Alcázares Reales, Seville
Alcázares Reales, Seville.

I’ve just spent a restful evening on my sofa watching the last of Bettany Hughes‘s somewhat epic series of documentaries The Ancient World with Bettany Hughes: When the Moors Ruled in Europe. It’s always tempting to criticize this kind of documentary (as I have done in the past; mea maxima culpa!) on what it simplifies or leaves out. However, Bettany Hughes has been helped by having a two-hour time slot on More4 (or Mo-Fo as I’ve heard it called) for each episode.

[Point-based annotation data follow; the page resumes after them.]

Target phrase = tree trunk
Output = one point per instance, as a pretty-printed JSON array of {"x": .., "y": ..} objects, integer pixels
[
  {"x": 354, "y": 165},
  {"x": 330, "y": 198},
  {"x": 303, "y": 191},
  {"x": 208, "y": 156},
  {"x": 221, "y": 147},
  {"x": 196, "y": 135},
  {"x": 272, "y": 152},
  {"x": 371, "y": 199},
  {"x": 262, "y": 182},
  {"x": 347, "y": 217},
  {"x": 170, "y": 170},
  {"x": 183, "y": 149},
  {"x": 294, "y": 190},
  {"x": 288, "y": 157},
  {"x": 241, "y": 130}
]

Never explicitly mentioned, When the Moors Ruled in Europe is clearly set against the 21st-century backdrop of the War on Terror. Aired on the evening before the general election in which two parties — UKIP and the BNP — have anti-Islamic policies in their manifestos, this episode serves as a corrective to the unthinking assumptions of white/European/Christendom superiority. For here we glide endlessly through the mesmerising earthly paradises of Al-Andalus, through Granada’s Alhambra and Córdoba’s Grand Mosque (and not to forget Al-Karaouine University, Fez, Morocco), all set against a backdrop of golden mountains. Here we have liberal, tolerant and highly educated Muslims teaching ignorant Christians about ancient Greek learning before finally falling to the Talibanesque Spanish Inquisition. Although this was a little overwrought in places, there are plenty of moments in the documentary in which the complexities of Christian and Muslim relations and politics are explored, especially setting the Reconquista in the context of stability and cooperation among the northern kingdoms and the reliance of the southern kingdoms on mercenary soldiers.